Chronique. Sans Neymar, le PSG peut-il franchir le palier que Neymar devait lui permettre de franchir ? La question résume l’incertitude et l’enjeu du huitième de finale retour de Ligue des champions contre le Real Madrid, mardi soir. Le transfert du Brésilien avait vocation à accorder un nouveau statut au Paris-Saint-Germain. Du point de vue médiatique et économique, le tour était joué d’emblée. Restait encore à changer de statut, sportivement, sur la scène européenne.

La recrue était justement là pour ça, appartenant à la catégorie des joueurs exceptionnels auxquels on prête la capacité de « faire la différence à eux tout seul » en dynamitant des défenses devenues plus hermétiques avec l’intensification athlétique et tactique du football. Surtout dans le money time des derniers tours de la Ligue des champions, qui opposent entre elles les équipes de l’hyper-élite européenne.

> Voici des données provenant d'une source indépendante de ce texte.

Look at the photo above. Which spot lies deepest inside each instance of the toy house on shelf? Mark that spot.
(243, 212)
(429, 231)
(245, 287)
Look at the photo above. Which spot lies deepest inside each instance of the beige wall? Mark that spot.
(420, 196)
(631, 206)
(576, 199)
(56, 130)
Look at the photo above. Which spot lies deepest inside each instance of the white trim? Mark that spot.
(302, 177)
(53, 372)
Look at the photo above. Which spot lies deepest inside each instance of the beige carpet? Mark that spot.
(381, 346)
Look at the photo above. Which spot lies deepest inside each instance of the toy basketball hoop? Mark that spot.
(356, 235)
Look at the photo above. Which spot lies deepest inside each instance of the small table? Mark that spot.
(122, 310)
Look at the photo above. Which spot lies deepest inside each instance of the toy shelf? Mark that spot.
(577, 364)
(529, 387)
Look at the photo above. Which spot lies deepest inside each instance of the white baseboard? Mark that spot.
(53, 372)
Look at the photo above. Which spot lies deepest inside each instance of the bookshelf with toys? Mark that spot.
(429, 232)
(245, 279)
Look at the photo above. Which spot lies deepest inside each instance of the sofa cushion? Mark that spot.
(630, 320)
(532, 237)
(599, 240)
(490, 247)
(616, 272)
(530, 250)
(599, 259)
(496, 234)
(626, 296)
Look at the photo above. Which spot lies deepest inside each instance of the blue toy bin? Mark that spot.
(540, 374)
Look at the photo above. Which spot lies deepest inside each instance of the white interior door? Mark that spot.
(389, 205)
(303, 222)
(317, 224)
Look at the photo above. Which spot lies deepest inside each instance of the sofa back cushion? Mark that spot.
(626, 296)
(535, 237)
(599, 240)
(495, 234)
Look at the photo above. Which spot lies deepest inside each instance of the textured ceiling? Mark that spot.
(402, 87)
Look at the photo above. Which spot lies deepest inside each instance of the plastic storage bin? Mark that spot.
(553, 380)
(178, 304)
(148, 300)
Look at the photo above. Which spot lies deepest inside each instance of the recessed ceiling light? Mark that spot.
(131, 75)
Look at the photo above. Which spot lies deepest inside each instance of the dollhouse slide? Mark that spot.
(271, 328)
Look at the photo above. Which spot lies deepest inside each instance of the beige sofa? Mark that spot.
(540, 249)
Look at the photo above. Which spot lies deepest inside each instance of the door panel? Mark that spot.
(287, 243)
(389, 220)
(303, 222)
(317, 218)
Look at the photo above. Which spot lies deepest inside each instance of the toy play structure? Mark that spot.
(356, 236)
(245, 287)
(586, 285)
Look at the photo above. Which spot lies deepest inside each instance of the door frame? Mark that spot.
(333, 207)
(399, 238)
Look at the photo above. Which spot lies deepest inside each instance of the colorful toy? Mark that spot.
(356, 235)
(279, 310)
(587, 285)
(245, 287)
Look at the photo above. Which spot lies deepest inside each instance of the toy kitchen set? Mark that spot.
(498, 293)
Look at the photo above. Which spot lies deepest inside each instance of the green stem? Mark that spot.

Leurs effectifs étant très proches, la compétition se joue sur les fameux « détails » – qui n’en sont plus quand il faut dépenser 222 millions d’euros pour les mettre de son côté.

Neymar-dépendance

Durant sept mois, Neymar a pleinement justifié son propre statut, dans la routine du championnat de France et de la phase de poules de la Ligue des champions. Ses statistiques l’attestent (avec notamment 19 buts et 13 passes décisives en L1), même s’il faut les pondérer par ce que ce statut lui rapporte sous forme de privilèges divers, comme celui d’exécuter les penaltys, de jouer à peu près comme bon lui semble et de ne pas se voir tenir rigueur d’autres chiffres – tel son nombre conséquent de ballons perdus.

Malgré un bilan très favorable, cette Neymar-dépendance a eu des effets ambivalents sur l’expression de son équipe. La participation défensive limitée de la star, qui a semblé atteindre par contagion ses compères Edinson Cavani et Kylian Mbappé, tend d’abord à fragiliser l’équilibre défensif du PSG. Ensuite, ce trio a souvent paru coupé du reste de l’équipe, et sa puissance de feu compromise par un manque de liant dans l’animation et dans les liaisons avec les milieux de terrain…

En ce sens, le pas en avant souhaité par les dirigeants parisiens avec leur spectaculaire mercato estival a pris un air de retour en arrière. On pensait que l’ère Ibrahimovic – celle d’un footballeur tendant à cannibaliser l’attention et le jeu, pour le meilleur et le pire – avait pris fin au moment de l’arrivée d’Unai Emery sur le banc et de la composition d’un effectif équilibré, à même de favoriser une progression collective. Cette parenthèse, plombée par la perte du titre national et l’élimination fracassante contre Barcelone la saison dernière, a donc été vite refermée.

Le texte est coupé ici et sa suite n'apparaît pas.